So today is Blog Action Day – and whilst I haven't really had time to be able to work on a post, I felt I should contribute something. The point of it all is to raise awareness and hype around the issue of poverty – to get talking about it, to get thinking about stuff that we can do, to get fighting poverty together.

What I'm going to say next is fairly obvious, but needs saying, and needs taking seriously: As followers of Jesus, we have a God for whom poverty and oppression are the top priority.

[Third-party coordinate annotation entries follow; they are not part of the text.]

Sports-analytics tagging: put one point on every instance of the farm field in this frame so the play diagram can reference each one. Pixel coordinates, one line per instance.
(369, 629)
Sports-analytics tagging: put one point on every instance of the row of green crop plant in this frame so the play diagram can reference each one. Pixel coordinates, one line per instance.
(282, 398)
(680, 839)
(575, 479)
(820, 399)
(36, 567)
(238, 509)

And so it should also be our top priority.

Here's a prophetic word to the Church today.

I hate all your show and pretense—
      the hypocrisy of your religious festivals and solemn assemblies.
 I will not accept your burnt offerings and grain offerings.
      I won’t even notice all your choice peace offerings.
 Away with your noisy hymns of praise!
      I will not listen to the music of your harps.
 Instead, I want to see a mighty flood of justice,
      an endless river of righteous living.
- Amos 5:21-24


Spoken to a people of God who were obsessed with their worship, obsessed with spiritual purity – and God says "Forget that – forget your worship services, forget your cleanness, but let cleansing justice flow like a river".

Spoken to a people of God who had cried out in the midst of their poverty and oppression in Egypt – and who were liberated by the God who saved. But their main building to worship this God of the Poor was built on the backs of slaves. Sounding at all familiar?

We need to make the poor, the marginalised, those in need our top priority. How can we truly worship a God who saves if we aren't engaged in liberation ourselves? Can we really call ourselves Christ-ians if we aren't engaged in the world-healing, peacemaking, poverty-busting that he gave his whole life to?

Wake up. Get out of the building and onto the streets. And let justice flow like a river.